In this assignment we’ll look at traffic accidents in Edinburgh. The data are made available online by the UK Government. It covers all recorded accidents in Edinburgh in 2018 and some of the variables were modified for the purposes of this assignment.

Getting started

**IMPORTANT:** If there is no GitHub repo created for you for this assignment, it means I didn't have your GitHub username as of when I assigned the homework. Please let me know your GitHub username asap, and I can create your repo.

Go to the course GitHub organization and locate your homework repo, which should be named hw-03-accidents-YOUR_GITHUB_USERNAME. Grab the URL of the repo, and clone it in RStudio. First, open the R Markdown document hw-03.Rmd and Knit it. Make sure it compiles without errors.

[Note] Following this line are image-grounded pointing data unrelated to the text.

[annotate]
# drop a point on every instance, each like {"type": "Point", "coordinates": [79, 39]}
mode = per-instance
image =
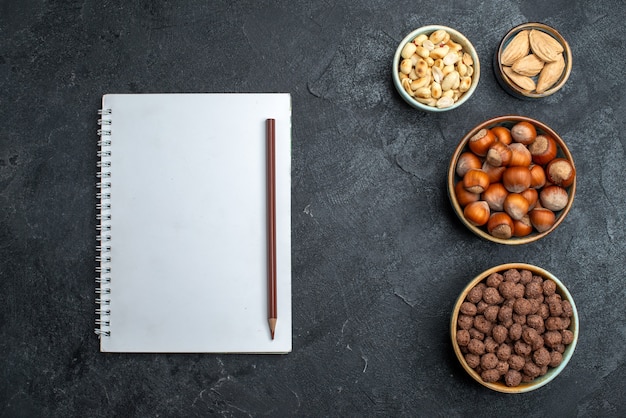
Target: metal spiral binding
{"type": "Point", "coordinates": [103, 216]}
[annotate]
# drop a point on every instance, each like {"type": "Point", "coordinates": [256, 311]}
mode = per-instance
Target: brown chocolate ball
{"type": "Point", "coordinates": [568, 310]}
{"type": "Point", "coordinates": [556, 308]}
{"type": "Point", "coordinates": [533, 290]}
{"type": "Point", "coordinates": [465, 321]}
{"type": "Point", "coordinates": [522, 348]}
{"type": "Point", "coordinates": [472, 360]}
{"type": "Point", "coordinates": [531, 369]}
{"type": "Point", "coordinates": [468, 308]}
{"type": "Point", "coordinates": [541, 357]}
{"type": "Point", "coordinates": [549, 287]}
{"type": "Point", "coordinates": [494, 280]}
{"type": "Point", "coordinates": [507, 290]}
{"type": "Point", "coordinates": [476, 347]}
{"type": "Point", "coordinates": [499, 333]}
{"type": "Point", "coordinates": [482, 324]}
{"type": "Point", "coordinates": [519, 290]}
{"type": "Point", "coordinates": [512, 378]}
{"type": "Point", "coordinates": [554, 324]}
{"type": "Point", "coordinates": [552, 338]}
{"type": "Point", "coordinates": [504, 352]}
{"type": "Point", "coordinates": [475, 295]}
{"type": "Point", "coordinates": [488, 361]}
{"type": "Point", "coordinates": [491, 313]}
{"type": "Point", "coordinates": [505, 313]}
{"type": "Point", "coordinates": [502, 367]}
{"type": "Point", "coordinates": [512, 275]}
{"type": "Point", "coordinates": [474, 333]}
{"type": "Point", "coordinates": [525, 276]}
{"type": "Point", "coordinates": [515, 332]}
{"type": "Point", "coordinates": [568, 336]}
{"type": "Point", "coordinates": [462, 337]}
{"type": "Point", "coordinates": [516, 362]}
{"type": "Point", "coordinates": [490, 345]}
{"type": "Point", "coordinates": [529, 335]}
{"type": "Point", "coordinates": [522, 306]}
{"type": "Point", "coordinates": [490, 376]}
{"type": "Point", "coordinates": [535, 321]}
{"type": "Point", "coordinates": [555, 358]}
{"type": "Point", "coordinates": [491, 296]}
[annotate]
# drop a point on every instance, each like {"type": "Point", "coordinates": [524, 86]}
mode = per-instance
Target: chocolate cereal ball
{"type": "Point", "coordinates": [516, 362]}
{"type": "Point", "coordinates": [494, 280]}
{"type": "Point", "coordinates": [490, 345]}
{"type": "Point", "coordinates": [515, 332]}
{"type": "Point", "coordinates": [499, 333]}
{"type": "Point", "coordinates": [568, 310]}
{"type": "Point", "coordinates": [555, 358]}
{"type": "Point", "coordinates": [476, 347]}
{"type": "Point", "coordinates": [533, 290]}
{"type": "Point", "coordinates": [463, 337]}
{"type": "Point", "coordinates": [465, 321]}
{"type": "Point", "coordinates": [554, 324]}
{"type": "Point", "coordinates": [512, 378]}
{"type": "Point", "coordinates": [568, 336]}
{"type": "Point", "coordinates": [549, 287]}
{"type": "Point", "coordinates": [505, 313]}
{"type": "Point", "coordinates": [522, 306]}
{"type": "Point", "coordinates": [488, 361]}
{"type": "Point", "coordinates": [526, 276]}
{"type": "Point", "coordinates": [490, 376]}
{"type": "Point", "coordinates": [512, 275]}
{"type": "Point", "coordinates": [504, 352]}
{"type": "Point", "coordinates": [476, 294]}
{"type": "Point", "coordinates": [541, 357]}
{"type": "Point", "coordinates": [491, 296]}
{"type": "Point", "coordinates": [491, 313]}
{"type": "Point", "coordinates": [468, 308]}
{"type": "Point", "coordinates": [552, 338]}
{"type": "Point", "coordinates": [473, 360]}
{"type": "Point", "coordinates": [507, 290]}
{"type": "Point", "coordinates": [482, 324]}
{"type": "Point", "coordinates": [531, 369]}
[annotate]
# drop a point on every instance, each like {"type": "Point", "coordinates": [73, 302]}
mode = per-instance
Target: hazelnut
{"type": "Point", "coordinates": [524, 132]}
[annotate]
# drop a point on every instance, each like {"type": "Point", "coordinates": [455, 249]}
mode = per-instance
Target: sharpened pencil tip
{"type": "Point", "coordinates": [272, 322]}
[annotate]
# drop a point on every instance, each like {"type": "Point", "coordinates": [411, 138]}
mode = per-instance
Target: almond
{"type": "Point", "coordinates": [550, 74]}
{"type": "Point", "coordinates": [523, 81]}
{"type": "Point", "coordinates": [516, 49]}
{"type": "Point", "coordinates": [544, 46]}
{"type": "Point", "coordinates": [530, 65]}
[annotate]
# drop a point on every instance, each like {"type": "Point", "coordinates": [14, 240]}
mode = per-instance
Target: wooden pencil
{"type": "Point", "coordinates": [271, 225]}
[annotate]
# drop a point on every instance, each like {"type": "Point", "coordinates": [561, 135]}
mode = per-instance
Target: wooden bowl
{"type": "Point", "coordinates": [552, 372]}
{"type": "Point", "coordinates": [514, 89]}
{"type": "Point", "coordinates": [457, 37]}
{"type": "Point", "coordinates": [453, 178]}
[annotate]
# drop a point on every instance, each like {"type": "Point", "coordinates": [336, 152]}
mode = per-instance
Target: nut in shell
{"type": "Point", "coordinates": [546, 52]}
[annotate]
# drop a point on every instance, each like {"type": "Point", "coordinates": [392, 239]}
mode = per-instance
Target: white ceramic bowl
{"type": "Point", "coordinates": [455, 36]}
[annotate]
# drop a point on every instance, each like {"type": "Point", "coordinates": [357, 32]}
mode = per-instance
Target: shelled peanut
{"type": "Point", "coordinates": [435, 70]}
{"type": "Point", "coordinates": [512, 181]}
{"type": "Point", "coordinates": [533, 60]}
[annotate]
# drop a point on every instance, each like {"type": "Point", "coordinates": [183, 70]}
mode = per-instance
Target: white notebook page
{"type": "Point", "coordinates": [188, 223]}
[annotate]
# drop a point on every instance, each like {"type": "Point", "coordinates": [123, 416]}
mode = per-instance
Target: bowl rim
{"type": "Point", "coordinates": [552, 373]}
{"type": "Point", "coordinates": [456, 35]}
{"type": "Point", "coordinates": [499, 120]}
{"type": "Point", "coordinates": [518, 91]}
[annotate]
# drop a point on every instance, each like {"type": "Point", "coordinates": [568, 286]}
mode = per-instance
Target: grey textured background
{"type": "Point", "coordinates": [378, 255]}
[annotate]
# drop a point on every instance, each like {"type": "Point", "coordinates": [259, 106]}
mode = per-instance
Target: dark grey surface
{"type": "Point", "coordinates": [378, 255]}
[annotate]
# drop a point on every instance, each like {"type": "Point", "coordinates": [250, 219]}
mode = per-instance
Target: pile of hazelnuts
{"type": "Point", "coordinates": [513, 327]}
{"type": "Point", "coordinates": [512, 181]}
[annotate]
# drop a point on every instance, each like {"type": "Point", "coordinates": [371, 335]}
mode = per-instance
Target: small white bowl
{"type": "Point", "coordinates": [454, 36]}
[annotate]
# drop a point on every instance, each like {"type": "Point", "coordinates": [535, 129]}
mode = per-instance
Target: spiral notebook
{"type": "Point", "coordinates": [182, 244]}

The output will be in the file markdown .md file with the same name.

Warm up

Before we introduce the data, let’s warm up with some simple exercises.

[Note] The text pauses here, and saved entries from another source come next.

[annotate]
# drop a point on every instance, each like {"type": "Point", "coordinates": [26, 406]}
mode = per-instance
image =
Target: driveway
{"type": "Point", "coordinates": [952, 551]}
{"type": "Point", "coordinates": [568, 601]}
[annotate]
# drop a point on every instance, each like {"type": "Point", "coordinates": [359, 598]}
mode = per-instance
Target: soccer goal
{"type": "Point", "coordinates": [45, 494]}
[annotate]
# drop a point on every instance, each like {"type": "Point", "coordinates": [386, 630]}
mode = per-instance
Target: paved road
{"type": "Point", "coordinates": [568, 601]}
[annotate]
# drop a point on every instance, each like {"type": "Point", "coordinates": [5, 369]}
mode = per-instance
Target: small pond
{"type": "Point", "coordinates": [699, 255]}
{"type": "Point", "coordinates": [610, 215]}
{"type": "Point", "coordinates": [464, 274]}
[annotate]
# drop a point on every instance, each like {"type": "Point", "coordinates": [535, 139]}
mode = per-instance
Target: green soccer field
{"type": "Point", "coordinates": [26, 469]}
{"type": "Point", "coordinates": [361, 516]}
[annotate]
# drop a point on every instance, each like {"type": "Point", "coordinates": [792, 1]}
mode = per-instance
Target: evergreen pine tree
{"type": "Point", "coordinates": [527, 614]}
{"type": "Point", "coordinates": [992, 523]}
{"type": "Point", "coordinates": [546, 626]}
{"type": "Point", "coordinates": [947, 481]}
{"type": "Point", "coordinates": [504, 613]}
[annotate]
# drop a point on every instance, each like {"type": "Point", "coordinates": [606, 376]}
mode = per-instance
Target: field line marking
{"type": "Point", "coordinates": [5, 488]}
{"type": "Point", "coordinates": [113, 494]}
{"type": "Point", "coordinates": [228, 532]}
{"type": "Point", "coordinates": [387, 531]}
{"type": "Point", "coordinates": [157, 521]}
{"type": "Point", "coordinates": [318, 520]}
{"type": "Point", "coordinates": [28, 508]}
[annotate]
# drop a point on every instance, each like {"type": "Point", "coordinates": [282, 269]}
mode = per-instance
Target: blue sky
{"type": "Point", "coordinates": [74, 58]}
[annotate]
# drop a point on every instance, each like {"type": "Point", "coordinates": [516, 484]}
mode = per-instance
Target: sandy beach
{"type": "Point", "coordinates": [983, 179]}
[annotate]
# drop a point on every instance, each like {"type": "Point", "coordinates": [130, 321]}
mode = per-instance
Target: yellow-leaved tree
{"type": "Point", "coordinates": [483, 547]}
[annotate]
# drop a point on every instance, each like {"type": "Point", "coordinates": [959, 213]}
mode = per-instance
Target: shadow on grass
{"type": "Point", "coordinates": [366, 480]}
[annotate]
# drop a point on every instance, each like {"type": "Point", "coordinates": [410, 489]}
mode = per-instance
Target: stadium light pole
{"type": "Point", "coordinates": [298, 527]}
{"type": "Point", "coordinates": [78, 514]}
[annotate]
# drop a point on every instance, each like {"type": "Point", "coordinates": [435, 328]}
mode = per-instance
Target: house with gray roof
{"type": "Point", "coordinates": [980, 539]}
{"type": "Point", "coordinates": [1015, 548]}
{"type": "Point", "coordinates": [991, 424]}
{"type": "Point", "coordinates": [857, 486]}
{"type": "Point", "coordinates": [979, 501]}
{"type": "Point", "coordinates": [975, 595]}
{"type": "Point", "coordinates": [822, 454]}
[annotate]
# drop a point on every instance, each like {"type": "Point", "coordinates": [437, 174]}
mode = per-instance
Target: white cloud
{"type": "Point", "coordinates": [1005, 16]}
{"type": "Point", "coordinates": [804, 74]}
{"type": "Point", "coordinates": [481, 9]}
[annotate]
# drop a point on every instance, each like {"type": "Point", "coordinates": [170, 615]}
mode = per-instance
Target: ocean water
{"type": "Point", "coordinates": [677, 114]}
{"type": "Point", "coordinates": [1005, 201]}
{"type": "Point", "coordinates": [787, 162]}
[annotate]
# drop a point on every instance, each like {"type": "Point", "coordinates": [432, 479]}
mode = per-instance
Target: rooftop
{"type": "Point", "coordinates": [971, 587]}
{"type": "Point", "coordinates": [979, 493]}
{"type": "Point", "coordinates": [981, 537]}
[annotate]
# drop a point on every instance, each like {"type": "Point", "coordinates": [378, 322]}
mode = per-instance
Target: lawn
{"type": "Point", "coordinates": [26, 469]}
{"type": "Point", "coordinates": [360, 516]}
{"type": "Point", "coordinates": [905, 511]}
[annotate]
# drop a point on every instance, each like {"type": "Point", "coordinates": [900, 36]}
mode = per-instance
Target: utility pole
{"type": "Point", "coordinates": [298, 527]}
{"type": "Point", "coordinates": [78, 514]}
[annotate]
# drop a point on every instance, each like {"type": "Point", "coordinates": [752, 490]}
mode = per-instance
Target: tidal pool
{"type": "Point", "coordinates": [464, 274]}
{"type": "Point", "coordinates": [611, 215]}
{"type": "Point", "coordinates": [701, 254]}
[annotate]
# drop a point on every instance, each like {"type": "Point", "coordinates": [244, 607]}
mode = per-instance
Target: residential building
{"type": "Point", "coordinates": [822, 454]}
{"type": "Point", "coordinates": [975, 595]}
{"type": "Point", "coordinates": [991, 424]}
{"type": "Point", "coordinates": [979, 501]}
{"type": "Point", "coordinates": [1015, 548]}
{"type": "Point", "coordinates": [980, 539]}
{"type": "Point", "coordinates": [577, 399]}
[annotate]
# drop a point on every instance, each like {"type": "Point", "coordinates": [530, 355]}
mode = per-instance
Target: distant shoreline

  • Update the YAML, changing the author name to your name, and knit the document.
  • Commit your changes with a meaningful commit message.
  • Push your changes to GitHub.
  • Go to your repo on GitHub and confirm that your changes are visible in your Rmd and md files. If anything is missing, commit and push again.

Packages

We’ll use the tidyverse package for much of the data wrangling and visualisation and the data lives in the dsbox package. These packages are already installed for you. You can load them by running the following in your Console:

library(tidyverse)
library(dsbox)

Data

The data can be found in the dsbox package, and it’s called accidents. Since the dataset is distributed with the package, we don’t need to load it separately; it becomes available to us when we load the package. You can find out more about the dataset by inspecting its documentation, which you can access by running ?accidents in the Console or using the Help menu in RStudio to search for accidents. You can also find this information here.

Exercises

  1. How many observations (rows) does the dataset have? Instead of hard coding the number in your answer, use inline code.
**Tired of typing your password?** Chances are your browser has already saved your password, but if not, you can ask Git to save (cache) your password for a period of time, where you indicate the period of time in seconds. For example, if you want it to cache your password for 1 hour, that would be 3,600 seconds. To do so, run the following *in the Console*: `usethis::use_git_config(credential.helper = "cache --timeout=3600")`. If you want to cache it for a longer time, you can adjust the number of seconds in the code.
  1. Run View(accidents) in your Console to view the data in the data viewer. What does each row in the dataset represent?

🧶 ✅ ⬆️ Knit, commit, and push your changes to GitHub with an appropriate commit message. Make sure to commit and push all changed files so that your Git pane is cleared up afterwards.

  1. Recreate the following plot, and describe in context of the data. In your answer, don’t forget to label your R chunk as well (where it says label-me-1). Your label should be short, informative, shouldn’t include spaces, and shouldn’t shouldn’t repeat a previous label.

🧶 ✅ ⬆️ Knit, commit, and push your changes to GitHub with an appropriate commit message. Make sure to commit and push all changed files so that your Git pane is cleared up afterwards.

  1. Create another data visualisation based on these data and interpret it. You can choose any variables and any type of visualisation you like, but it must have at least three variables, e.g. a scatterplot of x vs. y isn’t enough, but if points are coloured by z, that’s fine. In your answer, don’t forget to label your R chunk as well (where it says label-me-2).

🧶 ✅ ⬆️ Knit, commit, and push your changes to GitHub with an appropriate commit message. Make sure to commit and push all changed files so that your Git pane is cleared up afterwards and review the md document on GitHub to make sure you’re happy with the final state of your work.